Multiple different UAS constructs of the human Hsap\GARS1 gene have been introduced into flies, including wild-type and genes carrying mutational lesions implicated in CMT2D. Heterologous rescue (functional complementation) has been demonstrated, assaying the neuroanatomy-defective phenotype of Dmel\GlyRS mutant clones. UAS-mutant alleles of Hsap\GARS1 produce lethal, locomotor-defective or other behavior-defective phenotypes, depending upon the GAL4 driver used.
Variant(s) implicated in human disease tested (as transgenic human gene, GARS1): the variant forms G294R (G240R) and E125G (E71G) of the human gene have been introduced into flies; E125G (E71G) is also associated with HMN5A. Variant(s) implicated in human disease tested (as analogous mutation in fly gene): G326R in the fly GlyRS gene [corresponds to G294R (G240R) in the human GARS1 gene]. Additional variants implicated in HMN5A have also been tested (see FBhh0000524).
When expressed in somatic clones, a lethal amorphic allele of Dmel\GlyRS produces neuroanatomy-defective phenotypes. UAS-loss-of-function and UAS-RNAi alleles of the fly GlyRS gene typically result in semi-lethal or locomotor-behavior-defective phenotypes, depending upon the GAL4 driver used. Phenotypic assays using an allele of the fly gene equivalent to a missense mutation associated with CMT2D have allowed characterization of genetic interactions. Physical interactions of the Dmel\GlyRS protein product have been described and can be found in the FlyBase report for GlyRS.
[updated Apr. 2018 by FlyBase; FBrf0222196]
Charcot-Marie-Tooth disease (CMT) constitutes a clinically and genetically heterogeneous group of hereditary motor and sensory peripheral neuropathies. CMT is divided into several major types: Type 1 is characterized by demyelination and by a significantly slowed motor median nerve conduction velocity (NCV). Type 2 is characterized by axonal abnormalities and a normal or slightly reduced NCV. "Intermediate" types describe CMT families with nerve conduction velocities, in different affected individuals, that overlap the division between Type 1 and Type 2. Additional types are defined on the basis inheritance patterns. [from MIM:609260 and MIM:606482; 2015.12.15]

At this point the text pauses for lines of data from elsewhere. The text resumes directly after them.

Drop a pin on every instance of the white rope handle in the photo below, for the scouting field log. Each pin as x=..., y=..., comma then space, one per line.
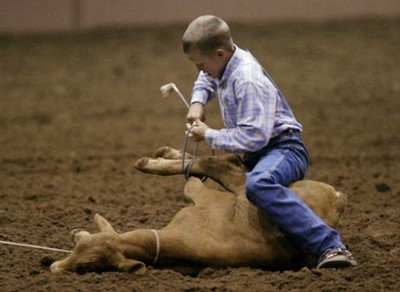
x=34, y=246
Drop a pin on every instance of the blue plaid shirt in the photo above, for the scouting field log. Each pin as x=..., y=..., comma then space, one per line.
x=252, y=107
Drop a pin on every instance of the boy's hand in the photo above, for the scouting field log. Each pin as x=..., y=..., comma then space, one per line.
x=196, y=112
x=198, y=131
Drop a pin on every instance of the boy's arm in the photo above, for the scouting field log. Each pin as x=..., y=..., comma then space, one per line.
x=204, y=89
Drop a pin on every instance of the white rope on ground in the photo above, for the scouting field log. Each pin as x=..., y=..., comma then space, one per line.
x=34, y=246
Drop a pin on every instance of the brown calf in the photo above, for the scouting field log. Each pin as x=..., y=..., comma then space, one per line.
x=221, y=228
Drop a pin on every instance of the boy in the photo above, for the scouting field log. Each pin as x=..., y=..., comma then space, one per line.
x=260, y=124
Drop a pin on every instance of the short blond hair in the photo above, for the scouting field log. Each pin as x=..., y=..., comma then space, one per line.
x=206, y=34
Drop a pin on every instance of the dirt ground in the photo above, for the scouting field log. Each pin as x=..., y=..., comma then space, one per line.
x=77, y=110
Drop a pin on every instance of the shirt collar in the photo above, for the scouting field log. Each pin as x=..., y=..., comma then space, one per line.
x=230, y=67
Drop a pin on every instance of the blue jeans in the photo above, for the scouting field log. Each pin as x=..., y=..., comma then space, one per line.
x=272, y=169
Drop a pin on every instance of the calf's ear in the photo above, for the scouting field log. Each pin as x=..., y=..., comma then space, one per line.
x=132, y=266
x=102, y=224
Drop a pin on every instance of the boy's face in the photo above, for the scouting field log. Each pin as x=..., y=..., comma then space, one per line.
x=213, y=65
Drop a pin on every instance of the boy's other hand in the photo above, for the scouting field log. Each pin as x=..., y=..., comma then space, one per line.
x=197, y=130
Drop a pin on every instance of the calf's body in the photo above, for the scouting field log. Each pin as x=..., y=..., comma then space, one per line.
x=221, y=228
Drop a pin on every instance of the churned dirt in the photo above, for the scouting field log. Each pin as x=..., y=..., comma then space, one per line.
x=77, y=110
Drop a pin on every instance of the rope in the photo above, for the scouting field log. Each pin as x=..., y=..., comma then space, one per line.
x=34, y=246
x=187, y=170
x=157, y=245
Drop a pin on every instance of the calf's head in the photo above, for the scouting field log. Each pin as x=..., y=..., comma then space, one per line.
x=98, y=252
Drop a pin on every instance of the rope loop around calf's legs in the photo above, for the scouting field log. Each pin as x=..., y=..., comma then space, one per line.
x=187, y=170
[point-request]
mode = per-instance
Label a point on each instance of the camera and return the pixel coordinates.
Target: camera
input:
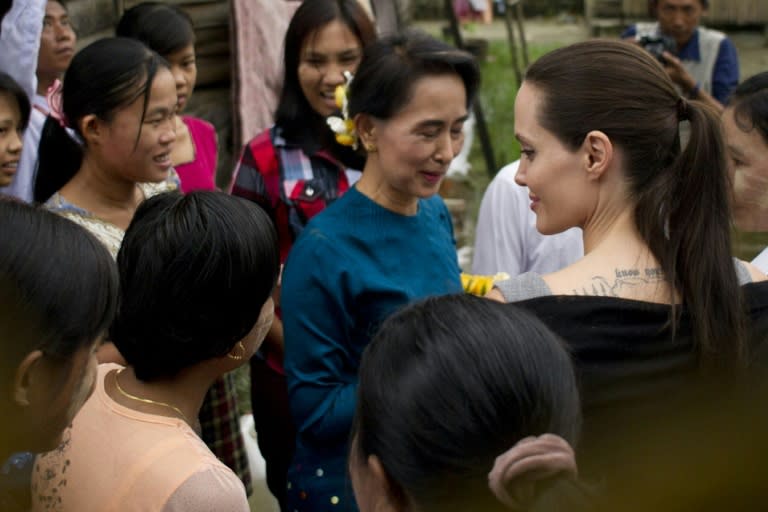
(657, 45)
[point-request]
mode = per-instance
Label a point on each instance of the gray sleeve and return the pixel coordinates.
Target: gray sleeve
(525, 286)
(213, 489)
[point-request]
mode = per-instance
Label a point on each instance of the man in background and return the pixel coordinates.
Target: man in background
(704, 64)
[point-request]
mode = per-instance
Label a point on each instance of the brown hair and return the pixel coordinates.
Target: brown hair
(680, 195)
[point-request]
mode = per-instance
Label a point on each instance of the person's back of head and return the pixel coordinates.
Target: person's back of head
(294, 113)
(195, 271)
(164, 28)
(679, 193)
(58, 294)
(455, 392)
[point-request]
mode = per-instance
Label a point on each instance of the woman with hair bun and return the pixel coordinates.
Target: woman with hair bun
(387, 242)
(430, 435)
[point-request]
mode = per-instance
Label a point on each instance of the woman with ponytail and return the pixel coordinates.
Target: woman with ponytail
(430, 436)
(657, 299)
(119, 100)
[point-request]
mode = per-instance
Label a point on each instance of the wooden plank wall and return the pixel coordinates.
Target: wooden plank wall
(721, 12)
(212, 99)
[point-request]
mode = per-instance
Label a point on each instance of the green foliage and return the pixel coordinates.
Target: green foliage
(497, 95)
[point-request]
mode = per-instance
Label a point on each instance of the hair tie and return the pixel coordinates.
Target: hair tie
(55, 103)
(343, 126)
(682, 109)
(534, 458)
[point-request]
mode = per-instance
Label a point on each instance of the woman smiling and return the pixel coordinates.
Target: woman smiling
(386, 242)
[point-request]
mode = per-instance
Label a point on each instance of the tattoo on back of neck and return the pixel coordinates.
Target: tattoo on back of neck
(623, 279)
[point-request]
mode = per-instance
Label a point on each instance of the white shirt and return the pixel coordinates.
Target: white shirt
(761, 261)
(19, 45)
(506, 239)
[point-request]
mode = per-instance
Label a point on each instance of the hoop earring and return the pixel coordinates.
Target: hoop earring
(241, 355)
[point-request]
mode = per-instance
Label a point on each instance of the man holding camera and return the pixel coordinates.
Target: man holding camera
(702, 62)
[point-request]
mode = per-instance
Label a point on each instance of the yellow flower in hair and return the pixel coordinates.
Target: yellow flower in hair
(343, 127)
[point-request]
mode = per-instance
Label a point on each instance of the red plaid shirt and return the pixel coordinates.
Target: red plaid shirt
(290, 185)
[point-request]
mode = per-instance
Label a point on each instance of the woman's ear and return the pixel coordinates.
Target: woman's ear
(366, 129)
(91, 128)
(393, 498)
(25, 378)
(598, 154)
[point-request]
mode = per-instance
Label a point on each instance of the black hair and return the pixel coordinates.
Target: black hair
(452, 382)
(103, 77)
(166, 29)
(653, 4)
(299, 122)
(194, 273)
(680, 193)
(750, 104)
(10, 88)
(390, 67)
(58, 286)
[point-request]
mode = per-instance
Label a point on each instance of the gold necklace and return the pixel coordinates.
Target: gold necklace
(145, 400)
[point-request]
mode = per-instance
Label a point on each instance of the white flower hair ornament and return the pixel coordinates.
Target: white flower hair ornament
(343, 126)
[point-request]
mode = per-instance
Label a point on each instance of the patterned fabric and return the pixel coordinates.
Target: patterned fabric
(290, 185)
(107, 233)
(219, 415)
(220, 424)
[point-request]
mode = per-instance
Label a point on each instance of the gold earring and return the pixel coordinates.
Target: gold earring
(242, 352)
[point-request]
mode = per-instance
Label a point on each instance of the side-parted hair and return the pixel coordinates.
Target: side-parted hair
(392, 65)
(681, 194)
(294, 115)
(102, 78)
(195, 271)
(58, 286)
(11, 89)
(750, 104)
(164, 28)
(449, 384)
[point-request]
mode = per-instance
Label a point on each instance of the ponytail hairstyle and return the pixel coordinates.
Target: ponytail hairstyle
(299, 122)
(681, 196)
(165, 29)
(104, 77)
(452, 383)
(750, 105)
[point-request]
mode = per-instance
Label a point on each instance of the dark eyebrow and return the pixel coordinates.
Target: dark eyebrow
(431, 123)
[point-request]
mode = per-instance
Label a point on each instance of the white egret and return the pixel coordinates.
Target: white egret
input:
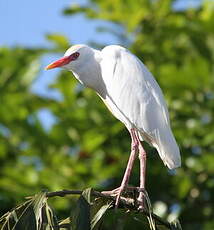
(132, 95)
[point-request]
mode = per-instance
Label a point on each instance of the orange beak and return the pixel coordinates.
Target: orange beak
(59, 63)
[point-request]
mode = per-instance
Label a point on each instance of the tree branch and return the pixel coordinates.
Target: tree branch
(124, 202)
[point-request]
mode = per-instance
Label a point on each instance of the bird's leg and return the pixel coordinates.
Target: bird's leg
(134, 149)
(142, 158)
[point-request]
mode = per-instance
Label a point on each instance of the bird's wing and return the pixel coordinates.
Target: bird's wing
(136, 99)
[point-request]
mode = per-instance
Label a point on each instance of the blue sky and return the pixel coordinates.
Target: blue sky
(25, 23)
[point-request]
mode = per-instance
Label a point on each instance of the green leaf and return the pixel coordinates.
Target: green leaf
(99, 208)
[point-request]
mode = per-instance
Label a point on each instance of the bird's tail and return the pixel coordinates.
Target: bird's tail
(168, 150)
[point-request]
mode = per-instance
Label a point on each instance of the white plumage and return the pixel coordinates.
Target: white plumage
(136, 100)
(132, 95)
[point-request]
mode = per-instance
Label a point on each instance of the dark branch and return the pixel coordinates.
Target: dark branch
(124, 202)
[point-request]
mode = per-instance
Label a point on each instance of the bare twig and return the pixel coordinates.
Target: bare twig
(124, 202)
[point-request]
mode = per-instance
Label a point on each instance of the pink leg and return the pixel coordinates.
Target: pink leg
(124, 184)
(142, 158)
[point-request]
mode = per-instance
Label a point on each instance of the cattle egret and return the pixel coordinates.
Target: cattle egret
(133, 96)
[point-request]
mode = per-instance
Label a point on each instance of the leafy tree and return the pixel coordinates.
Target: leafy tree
(87, 146)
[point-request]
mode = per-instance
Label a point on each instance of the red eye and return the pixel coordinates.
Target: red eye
(75, 56)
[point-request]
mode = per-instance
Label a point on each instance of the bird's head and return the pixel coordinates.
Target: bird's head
(74, 58)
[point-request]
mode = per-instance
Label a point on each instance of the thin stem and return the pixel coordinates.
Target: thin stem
(124, 202)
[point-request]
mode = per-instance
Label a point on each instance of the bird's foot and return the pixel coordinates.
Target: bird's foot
(118, 192)
(141, 201)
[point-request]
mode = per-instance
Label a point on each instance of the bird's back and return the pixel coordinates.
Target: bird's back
(135, 98)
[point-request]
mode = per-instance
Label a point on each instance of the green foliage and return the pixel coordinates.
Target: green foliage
(86, 146)
(90, 214)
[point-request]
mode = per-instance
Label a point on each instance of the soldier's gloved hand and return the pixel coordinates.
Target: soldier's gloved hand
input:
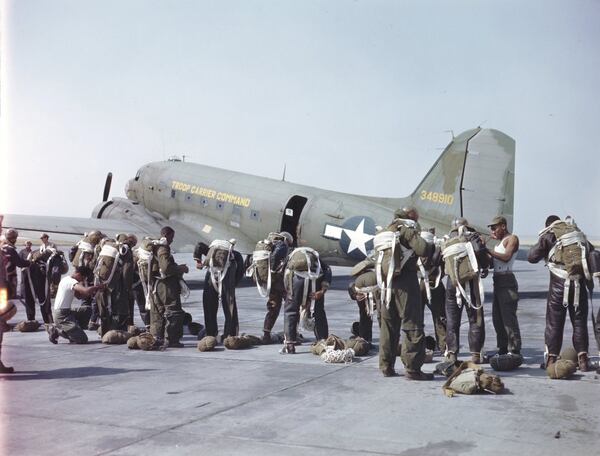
(317, 295)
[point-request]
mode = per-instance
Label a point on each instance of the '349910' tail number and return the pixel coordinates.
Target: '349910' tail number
(435, 197)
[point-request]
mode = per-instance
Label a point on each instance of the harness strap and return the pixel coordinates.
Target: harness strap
(369, 292)
(559, 271)
(216, 275)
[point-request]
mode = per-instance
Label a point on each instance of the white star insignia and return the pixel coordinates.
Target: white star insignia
(358, 238)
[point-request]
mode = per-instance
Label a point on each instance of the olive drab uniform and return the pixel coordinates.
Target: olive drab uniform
(369, 303)
(12, 261)
(472, 300)
(277, 292)
(504, 306)
(166, 314)
(433, 295)
(556, 307)
(219, 287)
(404, 309)
(115, 269)
(137, 295)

Symptoms typically include progressive distal muscle weakness and atrophy, often associated with mild to moderate sensory loss, depressed tendon reflexes, and high-arched feet. [from Gene Reviews, http://www.ncbi.nlm.nih.gov/books/NBK1358 2015.12.15]
[CHARCOT-MARIE-TOOTH DISEASE, AXONAL, TYPE 2D; CMT2D](https://omim.org/entry/601472)
[GLYCYL-tRNA SYNTHETASE 1; GARS1](https://omim.org/entry/600287)
See description of different CMT classification types, above.
CMT2D exhibits an autosomal dominant pattern of transmission; it has been shown to be caused by mutations in the GARS gene. [from MIM:601472, 2015.12.15]
The GARS gene encodes glycyl-tRNA synthetase, an essential enzyme that is responsible for charging tRNA molecules with glycine via an aminoacylation reaction (summary by Griffin et al., 2014, pubmed:25168514). [from MIM:600287, 2015.12.15]
One to one: 1 human to 1 Drosophila.
Ortholog of human GARS (1 Drosophila to 1 human). Dmel\GlyRS shares 60% identity and 75% similarity with human GARS.